In Jewish circles and even in Zionist circles the history of Transjordania’s separation from Palestine is not very well known, its juridical aspects, and the political combinations which resulted in Emir Abdullah’s operetta government.

For years it was impossible to find in any language a single work devoted to this question.

It was only in 1929, just prior to the sixteenth Zionist Congress, that a brochure appeared, in German, entitled “The Jewish Irridenta.” This brochure contained in brief and concise form important material relating to these questions. Recently a young Jewish jurist, S. Fishelev, submitted to the University of Toulouse a thesis for his doctorate degree entitled “The International Statute of Eastern Palestine (Transjordania).”

The book represents an important and useful source and is an earnest exposition of the whole complex problem with the exception only of its economic aspects.
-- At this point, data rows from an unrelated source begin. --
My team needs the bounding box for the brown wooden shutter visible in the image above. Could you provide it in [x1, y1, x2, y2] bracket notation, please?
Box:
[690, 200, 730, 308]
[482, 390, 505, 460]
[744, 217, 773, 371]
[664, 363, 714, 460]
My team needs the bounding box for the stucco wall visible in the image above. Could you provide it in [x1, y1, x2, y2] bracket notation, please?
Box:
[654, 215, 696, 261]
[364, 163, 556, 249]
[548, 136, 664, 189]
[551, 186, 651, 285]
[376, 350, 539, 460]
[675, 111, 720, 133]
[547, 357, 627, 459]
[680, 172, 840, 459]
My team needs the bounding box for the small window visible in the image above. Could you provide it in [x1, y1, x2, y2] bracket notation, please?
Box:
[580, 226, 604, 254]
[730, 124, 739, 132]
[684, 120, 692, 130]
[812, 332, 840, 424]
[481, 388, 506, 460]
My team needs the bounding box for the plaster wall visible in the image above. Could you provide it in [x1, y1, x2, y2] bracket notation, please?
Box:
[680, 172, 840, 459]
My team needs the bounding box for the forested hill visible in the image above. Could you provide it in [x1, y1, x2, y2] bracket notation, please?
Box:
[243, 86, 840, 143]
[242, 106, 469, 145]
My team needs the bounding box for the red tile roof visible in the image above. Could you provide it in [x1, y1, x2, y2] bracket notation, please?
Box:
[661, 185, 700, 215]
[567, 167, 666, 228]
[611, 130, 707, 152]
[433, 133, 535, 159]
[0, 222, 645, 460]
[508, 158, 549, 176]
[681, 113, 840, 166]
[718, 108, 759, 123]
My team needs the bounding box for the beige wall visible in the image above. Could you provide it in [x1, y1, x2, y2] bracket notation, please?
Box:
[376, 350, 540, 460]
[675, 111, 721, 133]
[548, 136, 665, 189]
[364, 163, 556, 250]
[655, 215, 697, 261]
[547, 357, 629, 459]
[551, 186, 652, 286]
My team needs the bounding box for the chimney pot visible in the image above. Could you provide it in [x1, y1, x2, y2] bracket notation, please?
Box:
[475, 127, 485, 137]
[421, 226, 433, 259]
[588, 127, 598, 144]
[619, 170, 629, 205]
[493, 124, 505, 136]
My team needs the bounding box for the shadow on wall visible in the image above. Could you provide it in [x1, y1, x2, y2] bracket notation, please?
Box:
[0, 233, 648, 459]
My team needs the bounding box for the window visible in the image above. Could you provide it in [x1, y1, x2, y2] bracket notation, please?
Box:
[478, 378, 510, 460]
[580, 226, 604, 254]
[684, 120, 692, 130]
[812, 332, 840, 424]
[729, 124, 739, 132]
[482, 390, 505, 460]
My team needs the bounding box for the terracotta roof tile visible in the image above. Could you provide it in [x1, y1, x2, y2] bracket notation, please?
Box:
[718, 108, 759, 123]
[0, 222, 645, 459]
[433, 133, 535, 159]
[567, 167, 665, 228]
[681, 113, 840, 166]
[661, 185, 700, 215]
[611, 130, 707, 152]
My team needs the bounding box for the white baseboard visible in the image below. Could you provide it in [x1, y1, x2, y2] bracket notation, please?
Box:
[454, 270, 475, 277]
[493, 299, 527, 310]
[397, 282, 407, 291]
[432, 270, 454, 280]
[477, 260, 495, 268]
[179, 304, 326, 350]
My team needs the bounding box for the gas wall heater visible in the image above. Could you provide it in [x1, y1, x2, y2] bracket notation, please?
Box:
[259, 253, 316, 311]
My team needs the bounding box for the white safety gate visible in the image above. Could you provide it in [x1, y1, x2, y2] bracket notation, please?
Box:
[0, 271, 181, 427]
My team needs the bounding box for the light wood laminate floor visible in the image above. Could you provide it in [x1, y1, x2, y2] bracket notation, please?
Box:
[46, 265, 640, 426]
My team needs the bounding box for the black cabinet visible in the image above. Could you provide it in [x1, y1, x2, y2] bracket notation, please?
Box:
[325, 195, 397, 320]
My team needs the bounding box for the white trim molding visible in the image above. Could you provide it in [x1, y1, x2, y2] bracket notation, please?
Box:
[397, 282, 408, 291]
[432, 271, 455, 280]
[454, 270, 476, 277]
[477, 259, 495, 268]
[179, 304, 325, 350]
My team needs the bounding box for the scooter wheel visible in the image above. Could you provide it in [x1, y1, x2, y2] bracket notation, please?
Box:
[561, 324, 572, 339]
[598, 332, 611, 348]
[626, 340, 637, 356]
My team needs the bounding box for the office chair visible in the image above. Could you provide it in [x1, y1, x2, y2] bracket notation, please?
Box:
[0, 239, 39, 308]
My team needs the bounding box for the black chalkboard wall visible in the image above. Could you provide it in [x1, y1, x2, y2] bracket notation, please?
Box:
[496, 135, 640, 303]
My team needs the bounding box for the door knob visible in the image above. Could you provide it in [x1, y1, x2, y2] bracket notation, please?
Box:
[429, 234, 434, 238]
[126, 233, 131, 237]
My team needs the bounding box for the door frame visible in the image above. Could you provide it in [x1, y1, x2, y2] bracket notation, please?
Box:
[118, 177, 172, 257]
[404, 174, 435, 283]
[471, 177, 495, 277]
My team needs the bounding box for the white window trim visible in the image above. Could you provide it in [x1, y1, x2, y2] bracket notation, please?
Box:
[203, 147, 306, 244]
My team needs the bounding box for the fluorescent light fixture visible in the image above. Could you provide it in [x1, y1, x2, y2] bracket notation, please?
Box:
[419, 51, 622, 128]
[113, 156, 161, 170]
The writer has utilized all official English documents, protocols of the English Parliament and the Mandates Commission of the League of Nations, the English and French press and legal sources. He has written a book which will be used as a source by those who have a living interest in an understanding of the Transjordanian problem.

Dr. Fishelev points to the interesting fact that Transjordania was included in the British mandate for Palestine thanks largely to the fact that England desired “a good eastern frontier for the Jewish government in Palestine.” Following the temporary alliance of Great Britain and France during the World War, the territory now known as Transjordania became part of the so-called Occupied Enemy Territory Administration, under the rule of King Feisal, who then occupied the throne of Syria.